HESI LPN
Fundamentals of Nursing HESI
1. A nurse is planning care for a client who had a stroke. What task should be assigned to the assistive personnel?
- A. Assist the client with a partial bed bath
- B. Measure the client’s blood pressure after the nurse administers antihypertensive medications
- C. Use a communication board to ask what the client wants for lunch
- D. Feed the client
Correct answer: A
Rationale: The correct answer is to assign the assistive personnel to assist the client with a partial bed bath. This task falls within the scope of practice for assistive personnel and is a common activity in caring for clients who have had a stroke. Choice B involves measuring blood pressure, which should be done by a licensed nurse. Choice C requires the use of a communication board, which can be done by any healthcare team member, not just assistive personnel. Choice D involves feeding the client, which may require assessment and intervention by a licensed nurse to ensure proper nutrition and safety.

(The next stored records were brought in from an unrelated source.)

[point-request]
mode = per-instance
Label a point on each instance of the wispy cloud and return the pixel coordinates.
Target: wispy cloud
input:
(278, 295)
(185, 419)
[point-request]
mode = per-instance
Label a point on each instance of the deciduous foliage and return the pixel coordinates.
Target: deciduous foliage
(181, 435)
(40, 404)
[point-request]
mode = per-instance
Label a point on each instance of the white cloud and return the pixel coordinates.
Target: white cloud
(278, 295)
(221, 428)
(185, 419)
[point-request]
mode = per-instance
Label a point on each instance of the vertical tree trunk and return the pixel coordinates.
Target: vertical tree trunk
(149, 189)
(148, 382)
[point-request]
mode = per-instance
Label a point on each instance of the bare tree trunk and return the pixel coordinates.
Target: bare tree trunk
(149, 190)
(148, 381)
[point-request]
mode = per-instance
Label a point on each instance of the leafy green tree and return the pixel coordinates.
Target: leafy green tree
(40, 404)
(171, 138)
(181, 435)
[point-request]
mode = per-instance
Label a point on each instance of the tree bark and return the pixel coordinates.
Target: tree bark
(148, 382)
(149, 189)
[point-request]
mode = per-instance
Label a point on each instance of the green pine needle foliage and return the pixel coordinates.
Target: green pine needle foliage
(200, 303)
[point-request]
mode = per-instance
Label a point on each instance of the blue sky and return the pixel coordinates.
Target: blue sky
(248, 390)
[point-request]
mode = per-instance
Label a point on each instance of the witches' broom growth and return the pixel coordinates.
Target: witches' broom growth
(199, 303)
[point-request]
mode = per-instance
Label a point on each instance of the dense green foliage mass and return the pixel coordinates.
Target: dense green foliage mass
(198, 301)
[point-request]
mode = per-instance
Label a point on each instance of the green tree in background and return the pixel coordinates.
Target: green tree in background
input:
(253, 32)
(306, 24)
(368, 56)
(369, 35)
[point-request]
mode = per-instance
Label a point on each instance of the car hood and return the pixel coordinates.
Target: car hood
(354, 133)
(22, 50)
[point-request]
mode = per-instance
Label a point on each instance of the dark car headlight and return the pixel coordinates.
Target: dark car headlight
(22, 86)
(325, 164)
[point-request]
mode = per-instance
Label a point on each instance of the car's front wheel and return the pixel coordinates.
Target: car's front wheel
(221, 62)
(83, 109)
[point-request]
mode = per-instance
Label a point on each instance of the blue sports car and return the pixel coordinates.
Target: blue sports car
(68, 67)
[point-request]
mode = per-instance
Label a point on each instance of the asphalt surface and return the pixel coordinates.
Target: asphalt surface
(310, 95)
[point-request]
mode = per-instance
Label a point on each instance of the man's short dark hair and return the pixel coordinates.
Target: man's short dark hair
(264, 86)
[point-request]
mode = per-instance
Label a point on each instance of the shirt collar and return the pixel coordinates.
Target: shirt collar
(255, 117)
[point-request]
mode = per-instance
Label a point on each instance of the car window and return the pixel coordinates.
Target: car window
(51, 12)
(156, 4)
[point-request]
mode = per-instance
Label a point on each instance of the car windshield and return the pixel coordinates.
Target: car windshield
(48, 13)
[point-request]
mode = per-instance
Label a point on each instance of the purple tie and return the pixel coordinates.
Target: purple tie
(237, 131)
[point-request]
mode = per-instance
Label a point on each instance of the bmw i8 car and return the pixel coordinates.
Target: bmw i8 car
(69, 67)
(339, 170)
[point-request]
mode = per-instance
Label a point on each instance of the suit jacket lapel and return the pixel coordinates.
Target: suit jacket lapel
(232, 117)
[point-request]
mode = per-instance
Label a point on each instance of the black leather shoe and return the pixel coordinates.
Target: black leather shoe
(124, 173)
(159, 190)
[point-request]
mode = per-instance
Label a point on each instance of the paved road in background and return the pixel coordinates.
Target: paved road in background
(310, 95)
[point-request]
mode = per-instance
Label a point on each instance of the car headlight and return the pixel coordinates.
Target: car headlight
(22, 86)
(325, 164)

2. A nurse enters a client's room and finds her on the floor. The client's roommate reports that the client was trying to get out of bed and fell over the bedrail onto the floor. Which of the following statements should the nurse document about this incident?
- A. ''Incident report completed.''
- B. ''Client climbed over the bedrails.''
- C. ''Client found lying on the floor.''
- D. ''Client was trying to get out of bed.''
Correct answer: C
Rationale: The correct answer is C: ''Client found lying on the floor.'' In this situation, the nurse should document factual, objective information without making assumptions. Stating that the client was found lying on the floor directly reflects what was observed. Choice A, ''Incident report completed,'' is not a statement about the incident itself and does not provide relevant information. Choice B, ''Client climbed over the bedrails,'' introduces unnecessary speculation and assumption which should be avoided when documenting incidents. Choice D, ''Client was trying to get out of bed,'' focuses on the client's behavior rather than the objective observation of the client's position when found.
3. The client is receiving discharge instructions for warfarin (Coumadin). Which statement by the client indicates a need for further teaching?
- A. I will avoid eating foods high in vitamin K.
- B. I will have my blood tested regularly to monitor my INR levels.
- C. I will take the medication at the same time every day.
- D. I will use a soft toothbrush to prevent bleeding gums.
Correct answer: A
Rationale: The correct answer is A. Clients taking warfarin need to be consistent with their vitamin K intake to maintain a balance in blood clotting. Avoiding foods high in vitamin K is essential as they can interfere with the medication's effectiveness. Choices B, C, and D are all correct statements regarding warfarin therapy. Regular blood testing to monitor INR levels ensures the medication is working effectively, taking the medication at the same time daily maintains a consistent level in the bloodstream, and using a soft toothbrush helps prevent gum bleeding due to warfarin's anticoagulant effects.
4. A client with difficulty self-feeding due to rheumatoid arthritis should be referred to which member of the interprofessional care team to use adaptive devices?
- A. Social worker
- B. Certified nursing assistant
- C. Registered dietitian
- D. Occupational therapist
Correct answer: D
Rationale: The correct answer is D, Occupational therapist. Occupational therapists specialize in assisting clients with adaptive devices to enhance their ability to perform daily activities like self-feeding. They evaluate client needs and provide interventions to promote independence in activities of daily living. Choice A, Social worker, focuses on psychosocial support and community resources, not directly addressing the physical aspect of self-feeding difficulty. Choice B, Certified nursing assistant, is involved in direct patient care but lacks specialized training in adaptive devices. Choice C, Registered dietitian, primarily focuses on nutrition-related issues and may not have the expertise in adaptive devices and functional rehabilitation necessary for this client's self-feeding challenges.
5. During an assessment, a healthcare professional is evaluating a client who has been on bed rest for the past month. Which of the following findings should the healthcare professional identify as an indication that the client has developed thrombophlebitis?
- A. bladder distention
- B. decreased blood pressure
- C. calf swelling
- D. diminished bowel sounds
Correct answer: C
Rationale: Calf swelling, redness, and tenderness are classic signs of thrombophlebitis. The swelling occurs due to the formation of a blood clot in the deep veins of the calf, leading to inflammation and potential obstruction of blood flow. Bladder distention (Choice A) is more indicative of urinary retention, decreased blood pressure (Choice B) can be seen in conditions like shock, and diminished bowel sounds (Choice D) may suggest gastrointestinal issues, none of which are directly related to thrombophlebitis.